Don't have time to watch the video right now. Did he try to make an electric toaster? Did he try to make the electricity from scratch too? As some of the comments at the video point out, it's pretty easy to make toast from bread if you use some wire and a fire. Of course, where'd you get the bread and the wire?
Yeah - he tried to make a $6 electric toaster with a plastic case - just kind of a generic cheap consumer durable.
Kind of silly. He defined "make toaster" as "replicate a modern, cheap plastic toaster." It would have been a lot more doable if he had defined it "construct something that can toast bread using electricity." It would still be very difficult to smelt copper and other metals from ores, mainly because it is very hard to find high-content ores. I think if one were allowed to recycle, it wouldn't be a very difficult exercise at all. Metals for the structure, parts, and wire resistance, and glass or ceramic for insulators. What am I missing?
Well, if he was allowed to recycle, he could just find a broken toaster and fix it!
I think the point of the project was to graphically illustrate just how hard it would be to make a modern consumer good by oneself. And I think it certainly illustrated that.
I guess my uneasiness with the presentation is that if that is the point, then it wasn't much of a point.
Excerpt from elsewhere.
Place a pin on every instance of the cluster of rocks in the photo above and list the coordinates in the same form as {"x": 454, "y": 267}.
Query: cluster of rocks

The "modern consumer good" is a product of the very specific economic and technological conditions for a specific model of mass-production and marketing at the current time. There's nothing inherently pertinent about that sort of product, other than its mass availability. What it illustrates is that modern products require technology and an economics of scale that would be cost prohibitive at a personal scale. We all have lots of groovy toys we wouldn't have if not for modern technology. This is news?
I just think he went overboard in trying to exactly replicate the cheap toaster. For instance, instead of asking himself, "Gee, what could we make the body of this thing out of?" or, "Does this thing really need to be designed with a body like this?" he tried to make his own plastic to mimic the $6 one he bought. That's just silly.
There are a lot of ways to toast a piece of bread: even if you grant that it should use electricity and be spring loaded, and pop up when done, there would be a lot of ways to skin that cat.
In the end, they all would toast a piece of bread. Obviously, it makes a lot more sense to buy the mass-produced one rather than try to make your own from scratch. Mine appears to be mostly metal, BTW, and to have fewer parts. I was talked into buying it after Katrina, and right now I'd rather have the 10 bucks. That, of course is the point he didn't make: do we really need all of this cheap mass-produced consumer stuff?